It is almost effortless to make a short warp for the band loom. All you need is a peg at the beginning and a peg at the end. You can use a spoke of the warp beam wheel, for instance, at one end, and the leg of an upside-down stool at the other. I normally use my warping reel, though, for even a simple warp, because the reel is so handy. However, I don’t have my warping reel here at the apartment, so I am turning my band loom into a handy warping board for this band loom project.

Using the Glimakra band loom as a warping board.

Using the Glimåkra band loom to measure a narrow cottolin warp.

How to Use the Band Loom as a Warping Board

Tools and supplies:

  • Glimåkra band loom
  • Thread for weaving a narrow band
  • Basket and/or spool holder(s)
  • Scissors

How to use the band loom as a warping board.

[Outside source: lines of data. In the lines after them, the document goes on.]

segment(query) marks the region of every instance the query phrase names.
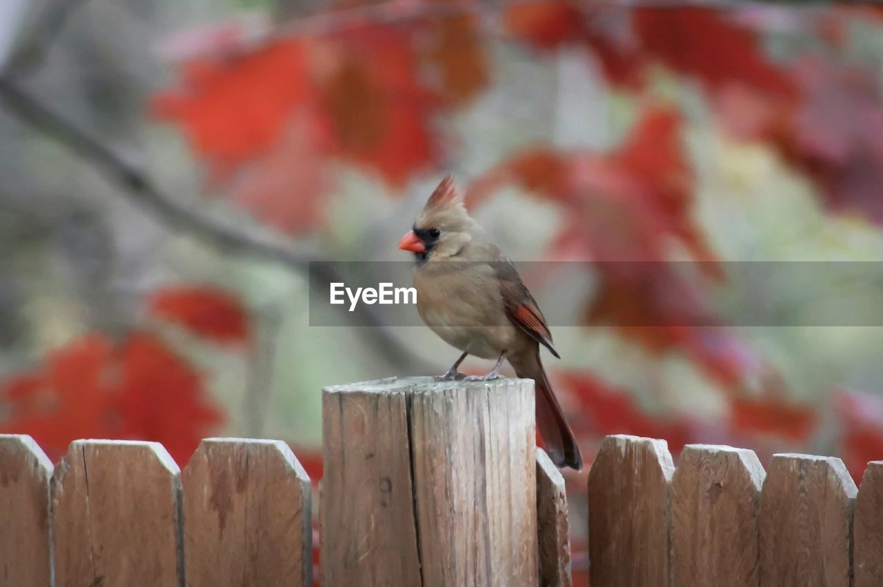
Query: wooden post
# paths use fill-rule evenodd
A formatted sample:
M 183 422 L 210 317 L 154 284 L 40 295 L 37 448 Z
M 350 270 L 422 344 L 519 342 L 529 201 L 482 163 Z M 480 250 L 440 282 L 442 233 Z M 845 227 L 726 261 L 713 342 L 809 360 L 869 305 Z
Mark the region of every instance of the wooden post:
M 0 584 L 49 584 L 51 475 L 34 439 L 0 434 Z
M 50 493 L 56 587 L 181 584 L 181 479 L 162 445 L 76 440 Z
M 592 587 L 669 584 L 674 472 L 665 440 L 624 434 L 604 439 L 589 470 Z
M 855 587 L 883 585 L 883 461 L 864 470 L 853 528 Z
M 537 583 L 533 383 L 328 388 L 322 584 Z
M 856 492 L 838 458 L 774 455 L 760 494 L 760 584 L 849 587 Z
M 181 483 L 187 587 L 312 587 L 310 478 L 287 444 L 205 439 Z
M 542 448 L 537 448 L 537 531 L 540 587 L 570 587 L 570 524 L 564 478 Z
M 764 468 L 747 448 L 683 448 L 672 480 L 675 587 L 758 587 Z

Starting at one peg and ending at another. The band loom becomes a simple tool for winding a short warp.

For a warp of approximately two meters:

  • Put the warp thread on the floor below—quills in a basket, and/or thread tubes on spool holders.
  • Using two or more ends, tie the ends together with an overhand knot. (I used three ends together for this warp.)
  • Bring the warp ends up around the warp beam and over the back beam.
  • Loop the knot on the starting peg.
  • Draw the ends from the starting peg to the ending peg, around the band loom, following this path:
  1. Starting peg–upper heddle peg nearest back beam
  2. Lower heddle peg nearest back beam
  3. Back beam
  4. Warp beam
  5. Cloth beam
  6. Front beam
  7. Lower heddle peg nearest front beam
  8. Ending peg–upper heddle peg nearest front beam
  • Follow the winding path in reverse order back to the starting peg.
  • Continue winding until you have reached the desired number of ends.
  • Cut the ends and tie off at the starting peg or the ending peg.
  • Tie one or two choke ties, if needed. (I didn’t need them for this short warp.)
  • Carefully remove the warp and dress the band loom as usual. (For a tutorial on dressing the band loom, click here: Quiet Friday: Band Loom Warping and Weaving.)
  • Weave to your heart’s content.

Weaving hanging tabs for towels on my Glimakra band loom.

One meter of woven band is cut off. The remaining band warp is tied back on. Weaving can resume at any time.

Preparing to sew handwoven ribbons onto handwoven towels for hanging.

Ends secured, and cut in 10.5 cm lengths, the tabs are ready to be sewn onto the double weave towels.

May you find tools you didn’t know you had.